Dia 06
17) Já se passaram alguns dias desde que assisti a Propriedade, escrito e dirigido pelo pernambucano Daniel Bandeira, e venho pensando sobre questões específicas por ele despertadas e que me mantêm incerto sobre como sentir. Isto, por si só, já seria o suficiente para admirar o filme; não é todo dia que uma obra produz este efeito – e o fato de Propriedade ser também um ótimo exercício de gênero que funcionaria mesmo sem seus subtextos temáticos é um atestado da eficiência de seu realizador.
Abrindo a projeção com uma cena da violência cotidiana dos grandes centros urbanos brasileiros, o longa nos introduz ao trauma que levou a artista Teresa (Malu Galli) a se isolar em seu luxuoso apartamento à beira-mar. Pressionada pelo marido a acompanhá-lo em uma viagem até a fazenda da família, ela cede contrariada e temerosa mesmo com a garantia feita por Roberto (Tavinho Teixeira) de que o novo carro da família, moderno e blindado, representa segurança absoluta. O que eles não sabem, porém, é que os trabalhadores da fazenda, que vinham sendo explorados há anos, lidaram compreensivelmente mal com a notícia de que a propriedade seria convertida em hotel e seus empregos seriam extintos (sem qualquer compensação) para que os antigos patrões pudessem lucrar um pouco mais – e minutos depois de chegarem ao local, Roberto é ferido e Teresa busca refúgio no único espaço protegido que conhece: o carro.
Tenso, claustrofóbico e dinâmico, o filme conta com um roteiro inteligente que encontra justificativas plausíveis para situações extremas, começando pela explicação simples, mas engenhosa, para o fato de Teresa não conseguir ligar o carro.
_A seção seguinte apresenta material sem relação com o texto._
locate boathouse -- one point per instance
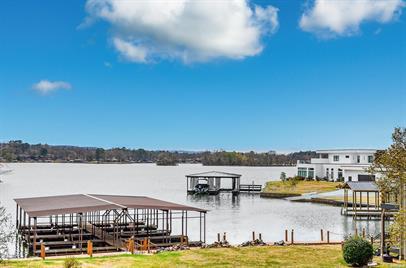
(212, 183)
(365, 201)
(60, 225)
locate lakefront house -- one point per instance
(340, 164)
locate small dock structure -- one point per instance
(212, 183)
(79, 223)
(365, 202)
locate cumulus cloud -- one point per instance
(46, 86)
(144, 31)
(328, 18)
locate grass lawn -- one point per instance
(269, 256)
(301, 187)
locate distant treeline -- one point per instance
(18, 151)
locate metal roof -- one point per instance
(80, 203)
(324, 151)
(214, 174)
(362, 186)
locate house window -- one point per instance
(310, 173)
(302, 172)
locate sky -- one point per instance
(203, 75)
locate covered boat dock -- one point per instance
(212, 183)
(70, 224)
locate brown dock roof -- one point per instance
(80, 203)
(214, 174)
(362, 186)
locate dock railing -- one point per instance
(250, 188)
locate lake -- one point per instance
(237, 216)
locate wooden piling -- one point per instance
(291, 235)
(90, 248)
(43, 251)
(149, 245)
(131, 246)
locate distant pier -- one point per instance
(211, 183)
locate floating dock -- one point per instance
(212, 183)
(74, 224)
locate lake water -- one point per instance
(237, 216)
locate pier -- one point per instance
(83, 223)
(212, 183)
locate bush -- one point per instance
(71, 263)
(357, 251)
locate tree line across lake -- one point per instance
(19, 151)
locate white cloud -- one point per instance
(191, 30)
(328, 18)
(46, 86)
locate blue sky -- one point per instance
(296, 85)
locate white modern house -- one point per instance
(347, 164)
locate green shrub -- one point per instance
(71, 262)
(357, 251)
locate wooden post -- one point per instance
(292, 239)
(90, 248)
(42, 251)
(149, 245)
(35, 237)
(131, 245)
(382, 232)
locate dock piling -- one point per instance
(43, 251)
(291, 234)
(90, 248)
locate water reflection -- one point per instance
(236, 215)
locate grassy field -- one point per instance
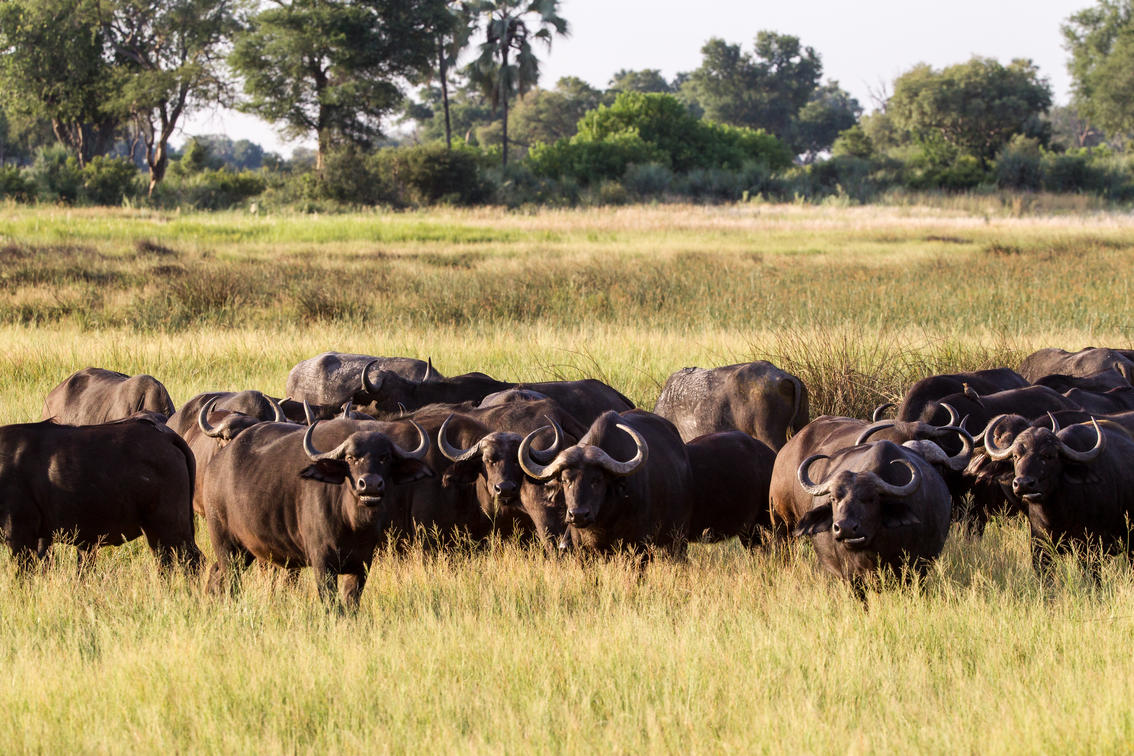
(501, 650)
Aliás, um dos prazeres em Propriedade é testemunhar as estratégias de ataque e defesa das duas partes, já que, de modo geral, todos agem com inteligência, impedindo que o espectador antecipe o resultado de cada plano concebido pelos personagens. Da mesma forma, Propriedade faz um ótimo trabalho ao estabelecer as personalidades de cada um dos trabalhadores e suas motivações particulares, evitando que se tornem apenas um grupo uniforme que simbolize isso ou aquilo, destacando-se, por exemplo, Antônia (Zuleika Ferreira), que descobre em si uma capacidade de liderança insuspeita; Dimas (Samuel Santos), cuja insatisfação como trabalhador se une às suas dores como tio de um rapaz vitimado pela brutalidade contínua do capataz da fazenda; e João da Cruz (Edilson Silva), que resiste à violência escancarada, mas é pragmático o bastante para perceber quando certos caminhos já não permitem retorno. Para completar, é claro que a narrativa jamais teria a mesma força caso não contasse com a performance intensa de Malu Galli, que evoca o horror crescente da protagonista e a força que começa a descobrir em si para tentar sobreviver.
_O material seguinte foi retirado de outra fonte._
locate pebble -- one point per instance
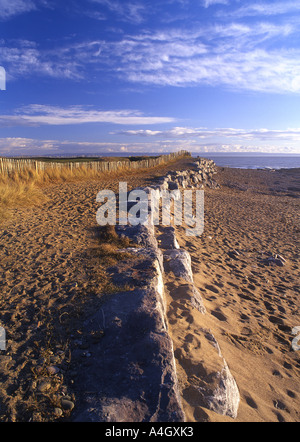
(58, 412)
(44, 386)
(67, 405)
(53, 370)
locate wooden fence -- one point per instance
(11, 165)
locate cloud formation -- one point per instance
(204, 133)
(38, 115)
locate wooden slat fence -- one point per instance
(10, 165)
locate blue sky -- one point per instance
(95, 76)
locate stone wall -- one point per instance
(131, 376)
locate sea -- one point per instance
(253, 161)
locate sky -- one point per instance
(83, 77)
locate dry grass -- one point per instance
(25, 187)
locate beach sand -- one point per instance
(51, 279)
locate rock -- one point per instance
(215, 387)
(44, 385)
(58, 412)
(179, 262)
(53, 370)
(67, 404)
(131, 375)
(167, 239)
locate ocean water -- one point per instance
(254, 162)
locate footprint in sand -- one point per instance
(219, 315)
(251, 402)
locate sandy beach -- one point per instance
(52, 277)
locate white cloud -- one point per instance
(204, 133)
(37, 115)
(11, 8)
(266, 9)
(30, 146)
(258, 57)
(131, 11)
(208, 3)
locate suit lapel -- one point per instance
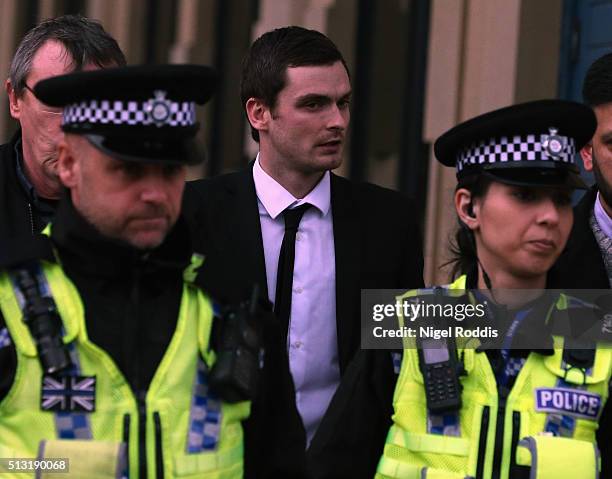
(347, 251)
(582, 248)
(246, 229)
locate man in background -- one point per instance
(310, 239)
(587, 260)
(29, 185)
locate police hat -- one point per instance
(531, 144)
(136, 113)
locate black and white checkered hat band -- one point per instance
(128, 113)
(518, 148)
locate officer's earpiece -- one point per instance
(470, 210)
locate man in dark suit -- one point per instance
(324, 238)
(587, 260)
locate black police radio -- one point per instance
(237, 343)
(41, 316)
(440, 369)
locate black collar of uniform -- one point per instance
(44, 207)
(91, 252)
(539, 306)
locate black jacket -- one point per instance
(18, 216)
(580, 265)
(377, 245)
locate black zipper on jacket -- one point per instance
(498, 450)
(482, 442)
(142, 435)
(126, 440)
(516, 430)
(31, 218)
(159, 455)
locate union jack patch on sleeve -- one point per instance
(68, 393)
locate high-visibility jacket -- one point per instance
(547, 422)
(186, 431)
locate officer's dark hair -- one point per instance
(85, 40)
(463, 247)
(264, 68)
(597, 85)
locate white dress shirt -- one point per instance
(312, 338)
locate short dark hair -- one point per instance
(597, 85)
(264, 68)
(85, 40)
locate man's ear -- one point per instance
(258, 114)
(67, 163)
(467, 210)
(14, 106)
(586, 153)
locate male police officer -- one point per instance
(124, 374)
(29, 185)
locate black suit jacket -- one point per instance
(580, 265)
(377, 245)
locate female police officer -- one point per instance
(519, 409)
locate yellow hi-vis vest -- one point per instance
(187, 432)
(412, 452)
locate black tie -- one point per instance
(286, 259)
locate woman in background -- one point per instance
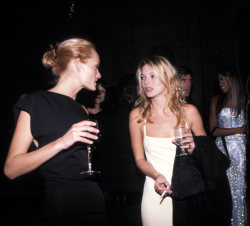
(59, 127)
(228, 122)
(100, 98)
(160, 107)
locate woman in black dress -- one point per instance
(59, 127)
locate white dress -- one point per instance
(160, 153)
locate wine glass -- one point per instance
(178, 132)
(89, 150)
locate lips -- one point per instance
(148, 89)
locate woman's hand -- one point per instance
(188, 141)
(243, 129)
(162, 185)
(79, 132)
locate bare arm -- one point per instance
(195, 121)
(213, 122)
(138, 150)
(19, 162)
Dito isso, o horror em questão não surge do nada e tampouco tem origem sobrenatural; ao contrário, suas raízes são antigas e bem estabelecidas, sendo representadas pela autêntica Casa Grande que, plantada no meio da fazenda, funciona como uma ferida histórica que se mantém aberta, lembrando a todos os funcionários como todo aquele poder econômico foi e segue sendo construído às custas da exploração do labor alheio – e o fato de os patrões reterem os documentos dos trabalhadores e de os manterem endividados é uma variação pouco sutil de uma forma de escravidão que permite aos empregadores uma (auto)negação plausível para o abuso que cometem.
Não é à toa que, repetindo uma expressão que as classes médias urbanas viriam a abraçar por décadas ao se referirem às empregadas domésticas que mantinham em serviço quase 24 horas por dia e sete dias por semana, Roberto – opa, perdão: doutor Roberto – tenta demover os trabalhadores rebeldes argumentando que “nossas famílias são amigas há tanto tempo”. Uma “amizade”, evidentemente, centrada na exploração de uma pela outra e que condena a menos afortunada a ver suas crianças brincando com carrinhos feitos de pedaços de tijolo enquanto a abastada pode trocar o carro de verdade (e blindá-lo) todos os anos.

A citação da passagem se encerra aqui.